What Can Manual Therapy Do?

Manual Therapy is a type of therapy in which the therapist customizes the treatment for patients. Generally before starting the therapy therapist have to customize it to the individual patient’s condition, it is a very personalized form of treatment. Manual therapy has specific techniques that include soft tissue mobilization, strain-counter strain, therapeutic massage, joint mobilization, and muscle energy methods. The only motive of this therapy is to provide treatment using natural movements of the patient body to restore functionality and give relief from the pain. Here you can see some manual therapy can do such as:

  • Increasing blood flow by moving and stimulating the injured area of your body, helps to deliver nutrient-rich blood to the injured area to help the healing process.
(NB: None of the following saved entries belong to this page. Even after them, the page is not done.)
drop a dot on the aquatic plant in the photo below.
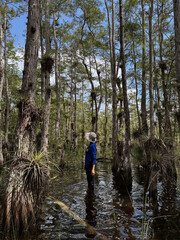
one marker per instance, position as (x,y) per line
(24,193)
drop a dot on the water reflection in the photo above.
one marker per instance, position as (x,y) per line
(122,202)
(110,210)
(91,211)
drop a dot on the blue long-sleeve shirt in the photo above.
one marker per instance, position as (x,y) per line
(90,157)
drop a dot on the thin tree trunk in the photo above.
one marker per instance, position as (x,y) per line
(75,115)
(48,62)
(71,122)
(42,55)
(127,160)
(143,100)
(177,44)
(1,87)
(57,126)
(111,28)
(162,65)
(135,77)
(152,131)
(7,108)
(28,112)
(106,109)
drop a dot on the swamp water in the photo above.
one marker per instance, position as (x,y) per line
(111,213)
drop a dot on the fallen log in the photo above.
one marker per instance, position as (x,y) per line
(89,228)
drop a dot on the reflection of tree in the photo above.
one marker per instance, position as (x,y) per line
(124,210)
(91,211)
(166,221)
(160,194)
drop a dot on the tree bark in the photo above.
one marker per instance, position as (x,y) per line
(135,78)
(48,62)
(163,67)
(152,130)
(42,55)
(111,28)
(127,160)
(57,81)
(1,88)
(177,44)
(7,104)
(28,112)
(143,99)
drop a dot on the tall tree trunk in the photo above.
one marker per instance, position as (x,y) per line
(71,111)
(47,67)
(177,44)
(7,108)
(1,88)
(152,130)
(126,166)
(106,109)
(28,111)
(57,81)
(135,77)
(111,28)
(42,55)
(75,114)
(143,100)
(163,67)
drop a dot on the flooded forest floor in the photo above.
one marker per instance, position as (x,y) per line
(110,212)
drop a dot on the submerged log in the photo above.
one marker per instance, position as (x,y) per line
(90,229)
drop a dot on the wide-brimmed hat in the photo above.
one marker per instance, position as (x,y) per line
(91,137)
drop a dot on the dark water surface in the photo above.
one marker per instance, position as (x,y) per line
(110,212)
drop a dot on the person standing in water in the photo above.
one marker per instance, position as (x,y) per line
(90,158)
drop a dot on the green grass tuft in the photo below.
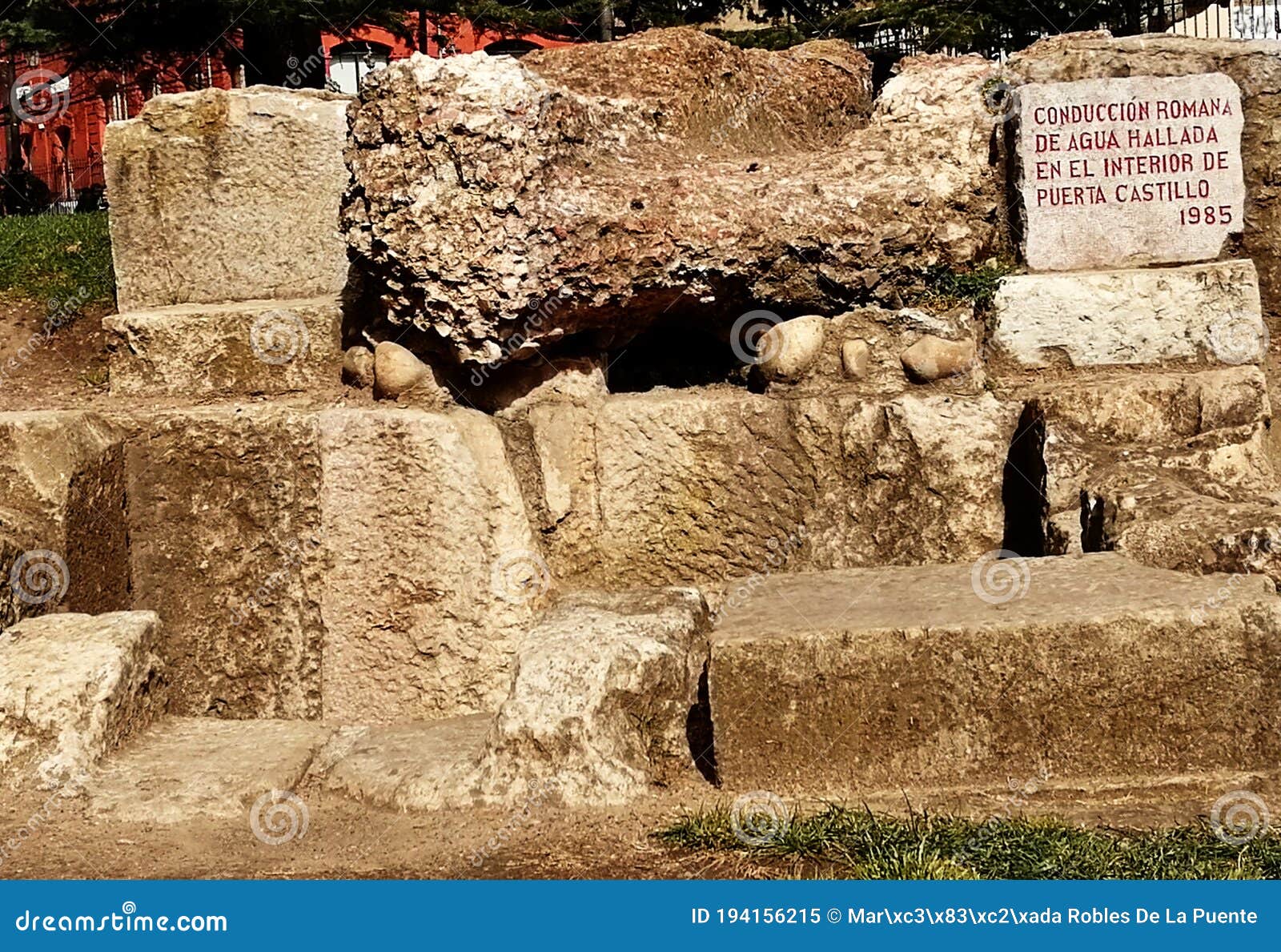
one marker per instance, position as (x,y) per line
(861,845)
(947,287)
(61,259)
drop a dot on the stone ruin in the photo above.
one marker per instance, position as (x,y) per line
(602,420)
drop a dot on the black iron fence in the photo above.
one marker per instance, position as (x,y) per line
(1227,19)
(58,189)
(1230,19)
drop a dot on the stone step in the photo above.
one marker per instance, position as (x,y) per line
(954,674)
(394,765)
(207,351)
(205,766)
(74,687)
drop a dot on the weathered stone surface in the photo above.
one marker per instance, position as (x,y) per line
(198,351)
(62,506)
(678,487)
(397,371)
(1163,524)
(1114,429)
(74,687)
(933,359)
(885,337)
(1206,313)
(358,367)
(435,572)
(958,674)
(226,546)
(693,487)
(600,175)
(788,349)
(1148,181)
(1253,66)
(563,380)
(604,704)
(392,764)
(227,195)
(187,768)
(853,358)
(1118,408)
(926,478)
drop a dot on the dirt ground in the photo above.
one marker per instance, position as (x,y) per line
(349,839)
(48,371)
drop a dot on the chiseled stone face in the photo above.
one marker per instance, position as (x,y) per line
(228,195)
(1129,171)
(1204,313)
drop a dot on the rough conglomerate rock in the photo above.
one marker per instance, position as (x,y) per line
(753,179)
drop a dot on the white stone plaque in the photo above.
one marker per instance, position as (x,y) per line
(1134,171)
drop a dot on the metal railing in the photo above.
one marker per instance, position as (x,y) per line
(58,189)
(1230,19)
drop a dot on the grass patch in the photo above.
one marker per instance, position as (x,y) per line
(948,287)
(861,845)
(64,259)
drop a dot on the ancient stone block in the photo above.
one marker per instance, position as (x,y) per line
(1204,313)
(226,546)
(696,487)
(926,478)
(952,674)
(1118,172)
(74,687)
(388,764)
(62,506)
(187,768)
(202,351)
(227,195)
(435,572)
(601,173)
(604,702)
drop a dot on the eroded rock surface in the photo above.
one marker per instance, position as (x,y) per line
(604,702)
(74,687)
(749,183)
(950,674)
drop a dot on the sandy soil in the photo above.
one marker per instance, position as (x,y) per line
(349,839)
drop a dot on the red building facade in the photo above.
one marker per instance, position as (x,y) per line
(54,138)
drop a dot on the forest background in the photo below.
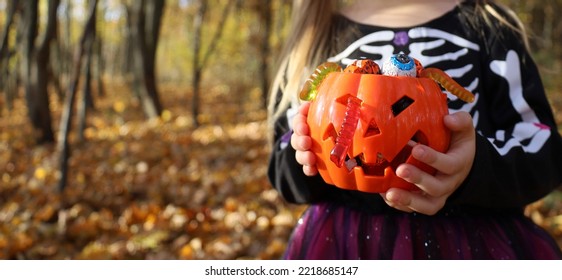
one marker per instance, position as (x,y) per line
(136,129)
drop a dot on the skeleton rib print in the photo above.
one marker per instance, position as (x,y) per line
(451,53)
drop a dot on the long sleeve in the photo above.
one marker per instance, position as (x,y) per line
(518,147)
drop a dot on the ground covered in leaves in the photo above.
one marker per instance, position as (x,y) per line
(159,189)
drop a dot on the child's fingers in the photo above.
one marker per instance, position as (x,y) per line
(309,170)
(305,158)
(301,143)
(303,109)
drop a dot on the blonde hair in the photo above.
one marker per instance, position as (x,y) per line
(310,41)
(305,47)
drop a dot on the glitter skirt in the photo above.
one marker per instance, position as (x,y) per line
(328,231)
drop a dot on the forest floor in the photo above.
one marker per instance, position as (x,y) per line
(159,189)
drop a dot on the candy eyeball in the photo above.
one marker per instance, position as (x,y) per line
(399,65)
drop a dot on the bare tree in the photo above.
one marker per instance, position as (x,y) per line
(8,79)
(200,60)
(265,13)
(35,63)
(85,46)
(146,19)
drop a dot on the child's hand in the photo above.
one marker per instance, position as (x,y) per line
(452,168)
(302,142)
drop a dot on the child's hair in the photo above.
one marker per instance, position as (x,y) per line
(310,41)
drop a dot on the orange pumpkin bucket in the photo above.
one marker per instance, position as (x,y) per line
(363,126)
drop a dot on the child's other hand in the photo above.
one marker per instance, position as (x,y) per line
(452,169)
(302,142)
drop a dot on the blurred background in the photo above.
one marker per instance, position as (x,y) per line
(137,129)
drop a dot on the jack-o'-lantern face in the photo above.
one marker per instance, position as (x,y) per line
(392,112)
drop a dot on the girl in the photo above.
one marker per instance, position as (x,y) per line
(505,150)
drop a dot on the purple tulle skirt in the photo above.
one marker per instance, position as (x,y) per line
(328,231)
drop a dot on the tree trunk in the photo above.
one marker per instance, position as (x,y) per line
(146,29)
(198,26)
(266,22)
(199,61)
(36,70)
(6,75)
(84,46)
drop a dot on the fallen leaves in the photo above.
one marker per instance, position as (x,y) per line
(158,189)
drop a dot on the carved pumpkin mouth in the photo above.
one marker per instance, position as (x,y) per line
(378,168)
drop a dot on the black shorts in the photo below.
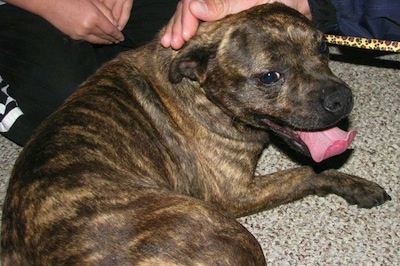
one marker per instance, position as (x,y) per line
(40,66)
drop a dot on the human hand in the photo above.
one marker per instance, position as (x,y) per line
(121,10)
(184,23)
(89,20)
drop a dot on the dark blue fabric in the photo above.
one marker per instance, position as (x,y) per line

  • The therapist will help you in improving the range of motion and mobility, by using very gentle movements of your body to activate joints and soft tissue. It also helps in restoring functionality.
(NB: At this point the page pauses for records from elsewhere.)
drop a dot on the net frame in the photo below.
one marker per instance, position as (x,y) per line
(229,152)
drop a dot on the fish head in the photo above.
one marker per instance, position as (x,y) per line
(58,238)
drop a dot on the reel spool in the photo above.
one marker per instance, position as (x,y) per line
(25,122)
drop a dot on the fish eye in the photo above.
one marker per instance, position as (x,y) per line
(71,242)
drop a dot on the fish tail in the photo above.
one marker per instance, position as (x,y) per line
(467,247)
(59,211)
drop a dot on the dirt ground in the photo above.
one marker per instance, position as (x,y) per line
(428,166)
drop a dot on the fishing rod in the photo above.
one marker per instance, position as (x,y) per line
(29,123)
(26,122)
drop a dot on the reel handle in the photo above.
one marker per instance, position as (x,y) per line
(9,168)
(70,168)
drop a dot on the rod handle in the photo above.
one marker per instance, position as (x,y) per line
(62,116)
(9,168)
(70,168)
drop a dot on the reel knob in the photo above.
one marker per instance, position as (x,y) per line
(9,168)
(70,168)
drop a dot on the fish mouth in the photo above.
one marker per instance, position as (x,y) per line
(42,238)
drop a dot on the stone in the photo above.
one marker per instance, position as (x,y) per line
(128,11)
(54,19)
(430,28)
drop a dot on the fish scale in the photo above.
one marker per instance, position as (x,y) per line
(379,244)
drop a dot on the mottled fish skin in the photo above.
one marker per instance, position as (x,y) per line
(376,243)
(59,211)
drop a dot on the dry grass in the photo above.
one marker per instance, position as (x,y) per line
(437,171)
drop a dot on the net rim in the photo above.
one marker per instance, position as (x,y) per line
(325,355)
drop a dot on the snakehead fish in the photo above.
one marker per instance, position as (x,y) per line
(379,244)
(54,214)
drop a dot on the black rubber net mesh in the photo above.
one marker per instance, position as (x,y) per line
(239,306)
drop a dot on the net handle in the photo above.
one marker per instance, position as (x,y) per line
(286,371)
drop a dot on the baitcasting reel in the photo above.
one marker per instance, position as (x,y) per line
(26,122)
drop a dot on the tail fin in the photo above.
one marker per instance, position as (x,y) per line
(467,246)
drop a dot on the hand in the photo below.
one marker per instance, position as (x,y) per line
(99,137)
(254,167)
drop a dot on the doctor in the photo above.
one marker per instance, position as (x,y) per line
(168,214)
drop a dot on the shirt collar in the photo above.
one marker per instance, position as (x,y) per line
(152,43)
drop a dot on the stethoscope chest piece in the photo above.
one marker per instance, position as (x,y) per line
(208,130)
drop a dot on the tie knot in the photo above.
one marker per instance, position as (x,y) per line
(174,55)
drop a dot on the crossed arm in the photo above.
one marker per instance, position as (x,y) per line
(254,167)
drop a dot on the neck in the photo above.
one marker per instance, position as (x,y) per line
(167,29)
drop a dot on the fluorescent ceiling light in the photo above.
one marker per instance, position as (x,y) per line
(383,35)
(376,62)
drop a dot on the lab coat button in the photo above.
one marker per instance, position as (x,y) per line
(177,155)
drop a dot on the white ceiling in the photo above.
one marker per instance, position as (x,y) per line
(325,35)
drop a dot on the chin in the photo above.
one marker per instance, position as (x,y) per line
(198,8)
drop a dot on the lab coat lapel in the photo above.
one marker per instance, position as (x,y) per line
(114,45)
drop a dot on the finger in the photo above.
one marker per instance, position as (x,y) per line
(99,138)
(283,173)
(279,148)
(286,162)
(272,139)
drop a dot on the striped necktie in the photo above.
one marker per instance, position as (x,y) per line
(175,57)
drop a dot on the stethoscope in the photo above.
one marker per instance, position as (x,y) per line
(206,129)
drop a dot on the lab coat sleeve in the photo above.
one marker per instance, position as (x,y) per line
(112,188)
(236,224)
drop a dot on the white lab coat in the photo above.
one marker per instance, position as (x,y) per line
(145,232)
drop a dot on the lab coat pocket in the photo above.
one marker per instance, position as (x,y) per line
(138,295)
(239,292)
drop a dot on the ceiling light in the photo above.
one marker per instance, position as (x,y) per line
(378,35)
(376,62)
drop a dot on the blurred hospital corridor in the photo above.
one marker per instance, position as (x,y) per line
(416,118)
  • The therapist can fuel a relaxation response from muscles that are frequently tense and spastic.
  • In soft tissue mobilization, your therapist aims to break down the adhesions that are causing inflammation or mobility issues. The therapist uses techniques such as deep friction massage, unlocking spiral motions, perpendicular strumming, rhythmic oscillations, etc.
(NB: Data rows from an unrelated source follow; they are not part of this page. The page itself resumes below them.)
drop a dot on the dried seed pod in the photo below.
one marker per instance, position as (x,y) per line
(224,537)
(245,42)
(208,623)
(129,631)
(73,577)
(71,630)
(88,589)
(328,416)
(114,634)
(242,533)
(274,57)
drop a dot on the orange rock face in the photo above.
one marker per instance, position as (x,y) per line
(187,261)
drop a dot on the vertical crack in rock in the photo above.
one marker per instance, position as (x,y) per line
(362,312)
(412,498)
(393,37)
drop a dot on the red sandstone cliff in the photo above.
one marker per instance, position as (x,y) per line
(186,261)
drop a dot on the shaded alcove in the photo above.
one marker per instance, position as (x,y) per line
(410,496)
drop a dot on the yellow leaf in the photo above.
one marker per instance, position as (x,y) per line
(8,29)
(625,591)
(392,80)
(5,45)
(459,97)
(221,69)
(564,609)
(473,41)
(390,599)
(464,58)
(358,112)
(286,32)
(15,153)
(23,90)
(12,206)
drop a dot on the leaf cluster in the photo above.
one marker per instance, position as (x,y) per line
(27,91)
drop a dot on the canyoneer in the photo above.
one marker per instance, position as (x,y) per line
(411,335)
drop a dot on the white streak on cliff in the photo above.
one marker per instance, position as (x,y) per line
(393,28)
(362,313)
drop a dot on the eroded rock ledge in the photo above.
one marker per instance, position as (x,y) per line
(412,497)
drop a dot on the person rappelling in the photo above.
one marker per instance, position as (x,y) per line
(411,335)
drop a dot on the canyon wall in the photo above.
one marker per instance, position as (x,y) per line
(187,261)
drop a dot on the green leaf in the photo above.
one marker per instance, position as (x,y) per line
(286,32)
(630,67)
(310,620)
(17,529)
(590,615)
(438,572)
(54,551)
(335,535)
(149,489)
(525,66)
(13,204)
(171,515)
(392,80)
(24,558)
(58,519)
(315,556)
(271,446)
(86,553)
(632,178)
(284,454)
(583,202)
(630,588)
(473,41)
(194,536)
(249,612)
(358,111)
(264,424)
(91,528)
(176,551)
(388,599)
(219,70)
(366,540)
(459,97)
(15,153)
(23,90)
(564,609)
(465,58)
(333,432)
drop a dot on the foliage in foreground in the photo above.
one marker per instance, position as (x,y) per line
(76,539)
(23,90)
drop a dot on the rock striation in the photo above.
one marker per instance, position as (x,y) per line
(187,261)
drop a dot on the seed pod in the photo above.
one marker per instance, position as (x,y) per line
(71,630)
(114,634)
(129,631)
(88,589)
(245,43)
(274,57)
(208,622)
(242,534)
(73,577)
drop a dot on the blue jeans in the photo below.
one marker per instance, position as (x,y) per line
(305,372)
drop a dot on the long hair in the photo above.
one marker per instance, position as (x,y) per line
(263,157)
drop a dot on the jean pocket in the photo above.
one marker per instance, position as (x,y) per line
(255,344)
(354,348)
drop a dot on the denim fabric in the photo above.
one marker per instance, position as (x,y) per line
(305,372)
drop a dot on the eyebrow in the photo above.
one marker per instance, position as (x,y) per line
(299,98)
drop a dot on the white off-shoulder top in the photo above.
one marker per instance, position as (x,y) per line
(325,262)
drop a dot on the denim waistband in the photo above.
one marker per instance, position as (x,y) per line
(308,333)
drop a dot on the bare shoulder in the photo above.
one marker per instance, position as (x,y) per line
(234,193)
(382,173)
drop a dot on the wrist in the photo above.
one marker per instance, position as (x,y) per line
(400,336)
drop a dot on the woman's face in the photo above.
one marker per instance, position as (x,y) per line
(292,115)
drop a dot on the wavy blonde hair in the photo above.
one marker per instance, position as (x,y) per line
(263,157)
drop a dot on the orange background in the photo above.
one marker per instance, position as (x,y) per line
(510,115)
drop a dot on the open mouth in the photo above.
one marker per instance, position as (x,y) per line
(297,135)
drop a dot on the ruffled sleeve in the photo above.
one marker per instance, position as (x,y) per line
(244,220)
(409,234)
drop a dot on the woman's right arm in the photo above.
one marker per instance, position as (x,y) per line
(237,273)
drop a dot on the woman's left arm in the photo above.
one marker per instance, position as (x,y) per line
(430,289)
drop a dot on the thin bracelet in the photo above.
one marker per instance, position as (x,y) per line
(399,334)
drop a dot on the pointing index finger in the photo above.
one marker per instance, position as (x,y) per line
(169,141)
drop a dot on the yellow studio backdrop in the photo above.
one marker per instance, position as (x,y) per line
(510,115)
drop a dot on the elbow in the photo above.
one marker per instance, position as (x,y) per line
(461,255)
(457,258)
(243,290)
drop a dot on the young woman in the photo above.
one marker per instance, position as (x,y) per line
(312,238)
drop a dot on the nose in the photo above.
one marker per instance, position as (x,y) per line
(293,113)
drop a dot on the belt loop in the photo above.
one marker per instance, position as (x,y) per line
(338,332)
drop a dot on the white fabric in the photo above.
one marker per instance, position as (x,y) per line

  • Scar mobilization aims to use scar tissues that typically develop in an injured area after surgery, fracture, or a sprain.
  • Joint mobilization is a technique that improves the range of motion and alleviates muscle pain or tension in your body. That includes a mild, extended stretch or oscillation in a pain-free range.
  • Joint manipulation is an advanced technique that is generally used for treating spinal cord injuries your therapist appeals high speed, low magnitude thrust to the particular joint.
  • Manual therapy can contribute to helping diabetes patients through the overall management plan endowed with exercises that will help a person in regulating blood sugar. A manual therapist will teach you how to care for your foot which will prevent similar problems in the future.

What Manual Therapy Can’t Do? 

  • Mostly manual therapy is required for aged people as they have different complications and health issues. Some wonderful exercises can be very beneficial to the aged patient. However, their bodies are not capable to perform them.
  • The therapist’s assignment to the patient may be unfavorable or unappealing to the patient. It will be extremely difficult for the therapist to work with the patient and provide good results if the patient is not serious about therapy and develops a negative attitude toward it.
  • When you want to know about the results, they are different in every different case because different types of injury have a different level of therapy or it depends on how the patient is willing to cooperate.
  • It can be difficult to know the tissue that is causing pain during a manual therapy session. Therapists have seen such cases that pain is much more complex than what is going on at the tissue level.
  • Muscles, tendons, ligaments, and fascia are connective tissues that have a lot of data to show that even after months of aggressive stretching it is very difficult to change the length of muscles or contractures in adults.
  • Sometimes patients have experienced reliable palpation for positional and movement faults.
  • This is the 100-year-old method that is recognized as a vertebral subluxation model that has yet to be proven. Sometimes therapist practices such types of methods with the patient both of them have faced an issue like a stuck rib and rotated pelvis due to the SI joint being out.